Drums: Charlie Watts
Bass: Bill Wyman
Acoustic guitar: Keith Richards
Electric guitar: Keith Richards
Lead vocal: Mick Jagger
Harmony vocal: Keith Richards
Backing vocals: Mick Jagger & Keith Richards
Piano: Nicky Hopkins
Saxophone: Bobby Keys
Trumpet and/or trombone: Jim Price
Maracas: Jimmy Miller
Handclaps: ---
 

I'm the man on the mountain, come on up
I'm the plowman in the valley with a face full of mud
Yes I'm fumbling and I know my car don't start
Yes I'm stumbling and I know I play a bad guitar

Give me a little drink from your loving cup
Just one drink and I'll fall down drunk (yeah)

I'm the man who walks the hillside in the sweet summer sun
I'm the man that brings you roses when you ain't got none
Well I can run and jump and fish but I won't fight
You if you want to push and pull with me all night

I feel so humble with you tonight just sitting in front of the fire
See your face dancing in the flame, feel your mouth kissing me again
What a beautiful buzz, what a beautiful buzz

Oh what a beautiful buzz, what a beautiful buzz

Yes I am nitty gritty and my shirt's all torn
But I would love to spill the beans with you 'til dawn

Give me a little drink...

(...) Yeah,  let's it slow it down, baby
Come on up...
 
 

TrackTalk

Mick made a mistake with the credits on two of the cuts.

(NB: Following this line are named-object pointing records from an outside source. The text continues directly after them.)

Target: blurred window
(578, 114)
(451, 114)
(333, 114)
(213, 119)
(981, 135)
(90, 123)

He listed Mick Taylor or somebody as playing bass on Loving Cup and one other track. It was really me.

- Bill Wyman, 1981


Loving Cup... offers a few possibilities where you can turn some (bass) runs around or do some little slide things...

- Bill Wyman, 1978


On the Forty Licks tour, when we were preparing the set list for a show in Yokohama, Chuck Leavell suggested we play Loving Cup, the ballad from Exile On Main Street. I didn't want to play the tune and I said, Chuck, this is going to die a death in Yokohama. I can't even remember the bloody song, and no one likes it. I've done it loads of times in America, it doesn't go down that well, it's a very difficult song to sing, and I'm fed up with it! Chuck went, Stick in the mud! so I gave in and put it in the set-list. Lo and behold, we went out, started the song and they all began applauding... Which just proves how, over time, some of these songs acquire a certain existence, or value, that they never had when they first came out. People will say, What a wonderful song that was, when it was virtually ignored at the time it was released.